Edith Windsor, the woman at the center
of the Defense of Marriage Act (DOMA) case headed to the Supreme
Court, says she didn't want to be queer.
In a BuzzFeed.com
profile, Windsor, 83, said marrying Thea Spyer, her partner of four
decades, in 2007 changed their relationship.
“I ask all gay couples who have lived
together a long time and got married, 'Was it different the next
morning?' And everybody says yes, and they don't know how to explain
it,” Windsor said. “Marriage itself, you know, it's a magic
word, everybody knows what it means, it means love and commitment and
trust and stuff – but there's this extra thing when it was always
denied to you. But it's profound.
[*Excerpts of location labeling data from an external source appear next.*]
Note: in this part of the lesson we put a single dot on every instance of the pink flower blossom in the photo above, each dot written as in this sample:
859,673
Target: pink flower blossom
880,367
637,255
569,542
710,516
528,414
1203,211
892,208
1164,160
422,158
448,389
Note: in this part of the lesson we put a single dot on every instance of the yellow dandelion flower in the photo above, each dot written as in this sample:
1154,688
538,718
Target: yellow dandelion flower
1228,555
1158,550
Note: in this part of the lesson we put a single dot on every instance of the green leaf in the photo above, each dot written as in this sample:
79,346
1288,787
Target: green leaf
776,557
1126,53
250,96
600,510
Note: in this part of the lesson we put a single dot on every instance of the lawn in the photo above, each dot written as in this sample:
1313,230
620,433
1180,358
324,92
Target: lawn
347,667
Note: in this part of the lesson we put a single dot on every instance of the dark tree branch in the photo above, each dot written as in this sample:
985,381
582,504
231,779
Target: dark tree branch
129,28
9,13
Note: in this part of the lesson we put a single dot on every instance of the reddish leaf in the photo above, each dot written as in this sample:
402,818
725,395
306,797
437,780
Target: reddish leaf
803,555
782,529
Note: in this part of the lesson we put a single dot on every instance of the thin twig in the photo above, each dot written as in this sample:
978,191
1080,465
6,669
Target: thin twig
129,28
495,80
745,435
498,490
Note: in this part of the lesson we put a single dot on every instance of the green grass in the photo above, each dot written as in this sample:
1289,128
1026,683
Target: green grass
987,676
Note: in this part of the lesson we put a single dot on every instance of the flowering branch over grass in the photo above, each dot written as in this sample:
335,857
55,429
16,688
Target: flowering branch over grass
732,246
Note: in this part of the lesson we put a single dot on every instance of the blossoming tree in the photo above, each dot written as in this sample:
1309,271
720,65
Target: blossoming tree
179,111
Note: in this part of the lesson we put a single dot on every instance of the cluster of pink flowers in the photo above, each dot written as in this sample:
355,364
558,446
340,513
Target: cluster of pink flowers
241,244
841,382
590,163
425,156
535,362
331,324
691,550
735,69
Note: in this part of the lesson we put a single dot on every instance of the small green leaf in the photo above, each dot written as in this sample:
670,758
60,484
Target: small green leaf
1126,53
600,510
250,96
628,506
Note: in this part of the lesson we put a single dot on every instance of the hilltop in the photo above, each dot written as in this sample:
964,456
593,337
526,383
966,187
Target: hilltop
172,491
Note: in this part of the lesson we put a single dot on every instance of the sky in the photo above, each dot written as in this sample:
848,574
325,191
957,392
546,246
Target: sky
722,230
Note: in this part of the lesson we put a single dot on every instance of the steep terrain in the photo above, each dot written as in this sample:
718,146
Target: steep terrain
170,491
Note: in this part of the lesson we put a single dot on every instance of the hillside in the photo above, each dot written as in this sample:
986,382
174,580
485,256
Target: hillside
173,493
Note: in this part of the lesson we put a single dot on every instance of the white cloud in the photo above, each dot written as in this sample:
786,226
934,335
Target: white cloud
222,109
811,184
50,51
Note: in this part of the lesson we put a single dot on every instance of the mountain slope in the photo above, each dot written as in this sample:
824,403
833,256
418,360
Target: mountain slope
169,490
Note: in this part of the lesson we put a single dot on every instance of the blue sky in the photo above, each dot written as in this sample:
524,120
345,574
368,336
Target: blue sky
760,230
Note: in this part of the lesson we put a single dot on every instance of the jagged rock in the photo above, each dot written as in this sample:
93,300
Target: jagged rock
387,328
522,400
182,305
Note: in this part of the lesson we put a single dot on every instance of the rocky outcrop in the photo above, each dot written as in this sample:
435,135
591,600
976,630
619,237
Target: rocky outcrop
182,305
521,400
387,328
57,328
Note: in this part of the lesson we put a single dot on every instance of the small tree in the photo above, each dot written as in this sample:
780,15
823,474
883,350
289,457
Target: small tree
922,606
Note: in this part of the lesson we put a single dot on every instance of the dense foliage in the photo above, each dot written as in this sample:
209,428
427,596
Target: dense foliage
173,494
Whatever loving was there, it
becomes really profound loving.”
Windsor sued the federal government
after she received an estate bill of more than $360,000 resulting
from the 2009 death of her wife. Windsor's lawyers argue that DOMA
violates the equal protection guarantee of the U.S. Constitution.
Windsor added that she never wanted to
“I certainly did not want to be
queer,” she said of coming out in the 60s. “There was no way. I
could not imagine a life that way. I wanted to be like everybody
else. You marry a man who supports you – it never occurred to me
I'd have to earn a living, and nor did I study to earn a living.”